I don’t think I agree with any of that any more. It’s true that those things are annoying. It’s particularly upsetting to hear sarcasm directed at you, highlighting a feature of your personality that you would dearly love to change.

But ‘don’t say’ statements make a big assumption. They say: you are normal and I’m not. And they say: you can have a normal conversation with me, leaving out these things that annoy me.

Well, I don’t know about you, but if I have a list of things I mustn’t say, my tendency is not to say anything at all, because I’m too afraid of forgetting or getting confused and saying the forbidden words.

So I’m beginning to think that we who banish words are defeating our purpose. We’re repelling the very people we want to come close.

Pulling and Repelling

Instead of telling people what not to say, we should accept that these things will occasionally be said, and work out how to respond to them. Even if it’s only to say, “I can’t answer that.” Or to make a joke out of it. Or to explain why the statements are annoying. It all depends on the context and the way we’re feeling. But responses can be worked out in advance, relieving the pressure to react on the spot.

Maybe my next post should list possible responses to the statements above. If you have any ideas about how to espond, I’d love to read them in the comments section.

By Miriam Drori

Author, editor, attempter of this thing called life. Social anxiety warrior. Cultivating a Fuji, edition 3, a poignant, humorous and uplifting tale, published with Ocelot Press, January 2023.

6 replies on “Please talk to me, but don’t say….”

I’ve had just about everything on your list said to me at some time, as I expect all social anxiety sufferers have, and I do find them annoying and upsetting. Recently I was in a group where we did a supposedly self-awareness exercise. Ironically, the exercise was supposed to help us feel positive about ourselves. We had to each write anonymously on slips of paper a few words or sentences about how we saw each individual in the group. The instructions were for positive comments only.

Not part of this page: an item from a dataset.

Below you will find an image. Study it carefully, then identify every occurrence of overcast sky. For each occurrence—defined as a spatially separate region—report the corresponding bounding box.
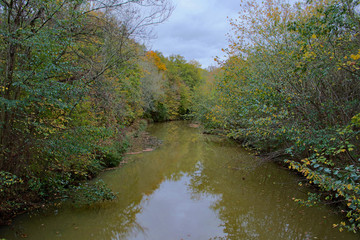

Somewhat hesitantly, I opened my pile of slips from the others in the group. How can summing me up in one single word, such as ‘Quiet’ or ‘Shy’ be helpful? Worse still, as one person wrote: ‘Quiet, reserved, only talks to individuals when spoken to.’ Can anyone really think this is a positive comment? I’m still hurting from this.

Your post has given me food for thought. Perhaps instead of asking people to please not say things like this, I’d be better accepting that these things will occasionally be said and deciding on how best to respond to them. I’m a bit short on ideas of how to respond at the moment. I’ll give it more thought. Thanks for an interesting post.

Thanks for that, Jean. I would also feel hurt to receive such comments, especially when they’re supposed to be positive. But I’ve come to realise that most people think that I’m quiet because I want to be quiet. If that’s what the people who commented thought, then maybe they saw being quiet as a positive trait – or something you would regard as positive.

Or maybe I’m too tired to talk any sense this evening!

“Your as red as a beetroot.” I hate this one more than anything! After researching bluhsing, I found that taking deep breaths helps to push the redness away. So now we have to devise a way to look cool as a cucumber, have a clever response at the ready and breathe deeply too? Simple? No! How about, “You can pretty much read everything on my face. Can you tell what I’m thinking now?” Ha!
Great post, thank you.

Hi Miriam,
Some of those comments are really quite mean ‘’re ruining the scenery..?’ I have thought of some responses, but they’re all a bit sarcastic and I don’t want to be mean too! How would you feel about saying something like ‘You’re quiet.’ ‘Yes, I am. I’m listening to you. You were saying..?’ …? If I think of something better I’ll come back!